The formula for calculating Return on Capital Employed is :

ROCE or ROI = EBIT ÷ Capital Employed × 100

Where EBIT = Earnings before interest and taxes or Profit before interest and taxes

Capital Employed = Total Assets – Current Liabilities

Return on Net Worth

 This is also known as Return on Shareholders funds and is used for determining whether the investment done by the shareholders are able to generate profitable returns or not. 

It should always be higher than the return on investment which otherwise would indicate that the company funds are not utilised properly.

The formula for Return on Net Worth is calculated as :

Return on Shareholders’ Fund =  Profit after Tax / Shareholders’ Funds × 100

Or Return on Net Worth = Profit after Tax / Shareholders’ Funds × 100

Earnings Per Share (EPS)

 Earnings per share or EPS is a profitability ratio that measures the extent to which a company earns profit. It is calculated by dividing the net profit earned by outstanding shares.
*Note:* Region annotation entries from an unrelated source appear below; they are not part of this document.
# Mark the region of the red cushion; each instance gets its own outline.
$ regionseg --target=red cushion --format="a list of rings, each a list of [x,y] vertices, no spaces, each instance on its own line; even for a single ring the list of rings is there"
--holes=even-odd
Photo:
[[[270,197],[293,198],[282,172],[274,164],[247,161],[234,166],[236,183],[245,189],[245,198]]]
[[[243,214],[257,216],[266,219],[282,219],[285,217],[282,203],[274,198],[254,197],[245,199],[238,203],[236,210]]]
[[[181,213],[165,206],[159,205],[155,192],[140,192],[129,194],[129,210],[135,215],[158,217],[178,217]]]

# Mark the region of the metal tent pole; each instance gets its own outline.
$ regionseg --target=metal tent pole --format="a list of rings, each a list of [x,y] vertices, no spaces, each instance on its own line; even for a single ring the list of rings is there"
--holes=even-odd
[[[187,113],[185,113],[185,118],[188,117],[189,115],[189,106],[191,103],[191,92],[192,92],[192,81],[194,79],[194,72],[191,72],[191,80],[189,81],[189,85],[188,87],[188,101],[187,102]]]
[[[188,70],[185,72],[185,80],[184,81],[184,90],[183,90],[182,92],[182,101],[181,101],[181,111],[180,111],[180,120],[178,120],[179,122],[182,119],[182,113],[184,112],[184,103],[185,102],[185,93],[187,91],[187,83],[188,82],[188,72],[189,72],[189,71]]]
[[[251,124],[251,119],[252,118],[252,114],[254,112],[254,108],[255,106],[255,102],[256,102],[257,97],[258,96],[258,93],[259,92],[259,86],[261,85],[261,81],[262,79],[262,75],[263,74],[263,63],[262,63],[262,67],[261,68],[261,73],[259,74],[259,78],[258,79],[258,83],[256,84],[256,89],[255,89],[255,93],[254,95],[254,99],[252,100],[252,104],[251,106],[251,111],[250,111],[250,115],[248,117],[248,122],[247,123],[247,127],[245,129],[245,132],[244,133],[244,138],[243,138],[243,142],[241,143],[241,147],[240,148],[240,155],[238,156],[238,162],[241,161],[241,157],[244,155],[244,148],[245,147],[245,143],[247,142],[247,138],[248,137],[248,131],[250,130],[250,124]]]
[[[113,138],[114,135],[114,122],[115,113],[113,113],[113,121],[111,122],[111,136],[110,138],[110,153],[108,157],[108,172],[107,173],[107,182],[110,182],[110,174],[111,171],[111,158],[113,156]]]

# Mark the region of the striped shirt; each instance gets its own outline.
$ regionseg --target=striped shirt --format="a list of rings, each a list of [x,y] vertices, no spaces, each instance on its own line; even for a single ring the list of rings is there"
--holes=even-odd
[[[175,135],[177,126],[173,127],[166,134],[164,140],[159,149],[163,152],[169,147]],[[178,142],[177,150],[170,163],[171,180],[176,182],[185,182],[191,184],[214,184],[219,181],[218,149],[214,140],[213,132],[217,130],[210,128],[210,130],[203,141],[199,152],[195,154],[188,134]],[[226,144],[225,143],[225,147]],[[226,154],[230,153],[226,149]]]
The formula for calculating EPS is:

Earnings per share = Net Profit ÷ Total no. of shares outstanding

Having higher EPS translates into more profitability for the company.

Book Value Per Share

Book value per share is referred to as the equity that is available to the the common shareholders divided by the number of outstanding shares

Equity can be calculated by:

Equity funds = Shareholders funds – Preference share capital

The formula for calculating book value per share is:

Book Value per Share = (Shareholders’ Equity – Preferred Equity) / Total Outstanding Common Shares.

Dividend Payout Ratio

Dividend payout ratio calculates the amount paid to shareholders as dividends in relation to the amount of net income generated by the business.

It can be calculated as follows:

Dividend Payout Ratio (DPR) : Dividends per share / Earnings per share

Price Earning Ratio

This is also known as P/E Ratio. It establishes a relationship between the stock (share) price of a company and the earnings per share. It is very helpful for investors as they will be more interested in knowing the profitability of the shares of the company and how much profitable it will be in future.

P/E ratio is calculated as follows:

P/E Ratio = Market value per share ÷ Earnings per share

It shows if the company’s stock is overvalued or undervalued.